KEY POINTS:
The commercial, industrial and retail property sectors are continuing to provide strong returns to investors throughout the country, says Gerald Rundle, manager of Bayleys Research in Bayleys' latest Total Property portfolio.
The retail sector has been the strongest performer over the year ended June 2007, according to the latest performance index of the Property Council of New Zealand, producing a total annual return of 28.69 per cent, from an income yield of 7.89 per cent and capital return of 21.61 per cent.
Rundle says the performance of this sector has been bolstered by New Zealand shopping centres, which over the 12 month period have produced an annual total return of 31.05 per cent, 21.61 per cent of which has come from capital gains.

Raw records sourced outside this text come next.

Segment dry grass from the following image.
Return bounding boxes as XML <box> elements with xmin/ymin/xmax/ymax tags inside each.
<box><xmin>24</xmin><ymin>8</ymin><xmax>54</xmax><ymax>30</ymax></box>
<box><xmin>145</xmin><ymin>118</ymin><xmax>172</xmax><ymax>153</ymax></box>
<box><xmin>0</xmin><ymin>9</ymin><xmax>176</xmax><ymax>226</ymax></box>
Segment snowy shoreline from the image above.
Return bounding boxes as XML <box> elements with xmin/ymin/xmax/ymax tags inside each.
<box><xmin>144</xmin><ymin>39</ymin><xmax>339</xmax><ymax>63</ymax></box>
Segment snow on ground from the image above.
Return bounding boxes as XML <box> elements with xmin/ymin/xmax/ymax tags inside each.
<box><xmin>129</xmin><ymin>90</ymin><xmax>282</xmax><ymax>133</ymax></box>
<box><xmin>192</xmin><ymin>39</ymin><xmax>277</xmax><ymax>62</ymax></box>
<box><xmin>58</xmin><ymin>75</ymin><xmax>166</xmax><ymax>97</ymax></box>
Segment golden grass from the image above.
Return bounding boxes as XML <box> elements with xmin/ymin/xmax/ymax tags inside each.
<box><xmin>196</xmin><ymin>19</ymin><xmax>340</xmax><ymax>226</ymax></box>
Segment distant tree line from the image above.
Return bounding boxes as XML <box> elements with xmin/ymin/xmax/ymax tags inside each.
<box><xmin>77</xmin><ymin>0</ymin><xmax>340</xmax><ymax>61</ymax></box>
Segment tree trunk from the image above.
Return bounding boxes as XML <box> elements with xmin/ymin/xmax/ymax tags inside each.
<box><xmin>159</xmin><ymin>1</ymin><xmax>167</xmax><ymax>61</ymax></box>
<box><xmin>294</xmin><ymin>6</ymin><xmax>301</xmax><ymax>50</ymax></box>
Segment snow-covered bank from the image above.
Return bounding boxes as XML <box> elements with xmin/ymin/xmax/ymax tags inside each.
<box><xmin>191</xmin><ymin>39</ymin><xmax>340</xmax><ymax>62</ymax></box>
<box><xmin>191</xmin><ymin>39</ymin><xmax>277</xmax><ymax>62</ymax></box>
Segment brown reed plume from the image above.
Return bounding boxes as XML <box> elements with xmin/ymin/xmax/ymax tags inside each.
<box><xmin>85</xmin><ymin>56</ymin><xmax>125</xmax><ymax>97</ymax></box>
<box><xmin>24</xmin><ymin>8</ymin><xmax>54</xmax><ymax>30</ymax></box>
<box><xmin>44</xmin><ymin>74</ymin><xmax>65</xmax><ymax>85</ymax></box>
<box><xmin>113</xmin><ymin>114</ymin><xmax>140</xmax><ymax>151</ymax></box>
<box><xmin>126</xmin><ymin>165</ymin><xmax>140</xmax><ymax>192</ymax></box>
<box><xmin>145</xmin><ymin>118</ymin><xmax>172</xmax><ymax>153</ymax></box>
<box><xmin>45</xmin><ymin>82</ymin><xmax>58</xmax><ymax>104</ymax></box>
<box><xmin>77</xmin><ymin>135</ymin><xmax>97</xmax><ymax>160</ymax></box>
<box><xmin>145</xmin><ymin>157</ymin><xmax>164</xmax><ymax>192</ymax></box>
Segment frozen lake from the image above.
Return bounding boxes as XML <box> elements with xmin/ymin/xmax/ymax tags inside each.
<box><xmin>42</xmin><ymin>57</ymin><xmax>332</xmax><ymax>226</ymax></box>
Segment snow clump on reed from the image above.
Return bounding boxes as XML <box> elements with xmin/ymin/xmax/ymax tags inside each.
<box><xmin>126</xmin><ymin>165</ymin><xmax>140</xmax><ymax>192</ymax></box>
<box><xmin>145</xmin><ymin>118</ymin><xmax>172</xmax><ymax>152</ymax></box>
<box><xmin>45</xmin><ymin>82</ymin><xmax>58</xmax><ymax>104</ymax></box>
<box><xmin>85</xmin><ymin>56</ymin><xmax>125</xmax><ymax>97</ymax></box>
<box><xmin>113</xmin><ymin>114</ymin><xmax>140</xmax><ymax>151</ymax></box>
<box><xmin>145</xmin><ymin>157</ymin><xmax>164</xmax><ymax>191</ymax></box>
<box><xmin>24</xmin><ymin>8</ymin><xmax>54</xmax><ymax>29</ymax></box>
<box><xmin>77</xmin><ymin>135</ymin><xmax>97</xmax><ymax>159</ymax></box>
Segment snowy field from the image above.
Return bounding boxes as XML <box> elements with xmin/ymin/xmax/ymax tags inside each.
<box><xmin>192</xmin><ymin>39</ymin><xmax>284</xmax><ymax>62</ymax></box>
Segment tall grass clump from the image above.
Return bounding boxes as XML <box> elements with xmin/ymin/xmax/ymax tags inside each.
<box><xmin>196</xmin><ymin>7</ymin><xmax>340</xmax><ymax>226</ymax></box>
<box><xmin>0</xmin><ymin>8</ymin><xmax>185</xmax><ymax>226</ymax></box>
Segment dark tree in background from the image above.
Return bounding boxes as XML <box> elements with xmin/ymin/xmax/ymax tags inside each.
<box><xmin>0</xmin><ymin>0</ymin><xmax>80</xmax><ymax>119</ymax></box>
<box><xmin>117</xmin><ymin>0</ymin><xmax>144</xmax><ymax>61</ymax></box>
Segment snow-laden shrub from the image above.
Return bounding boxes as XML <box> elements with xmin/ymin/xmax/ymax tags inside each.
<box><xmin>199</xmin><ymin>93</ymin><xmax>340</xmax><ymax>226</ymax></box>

Bulk retail property produced a total annual return of 22.24 per cent and New Zealand other retail, which includes supermarkets and strip retail, gave a total return on investment of 18.69 per cent.
"Confidence in the retail sector has been shown by a number of institutional investors who have been behind developments like the now completed Sylvia Park and the staged opening of the Westfield Albany shopping centre," says Rundle.
"Smaller investors are also continuing to actively compete for retail properties, with a number of outlets in strong locations and leased to national tenants selling for yields between 6 per cent and 7 per cent at Bayleys' September Total Property auctions."
The New Zealand CBD office sector has come in just under New Zealand retail for the year ended June 2007, recording an annual return of 26.91 per cent, comprising an income return of 8.25 per cent and an annual capital return of 17.35 per cent. The Wellington CBD produced the highest total return for commercial offices, despite a slightly lower yield of 8.12 per cent, at 28.98 per cent.
"These strong returns reflect a market where vacancy rates are at some of the lowest levels recorded over the past 17 years," says Rundle.
Auckland's CBD vacancy rate is down at 9.45 per cent, with the higher quality, prime office space down at 3.9 per cent as at June 2007.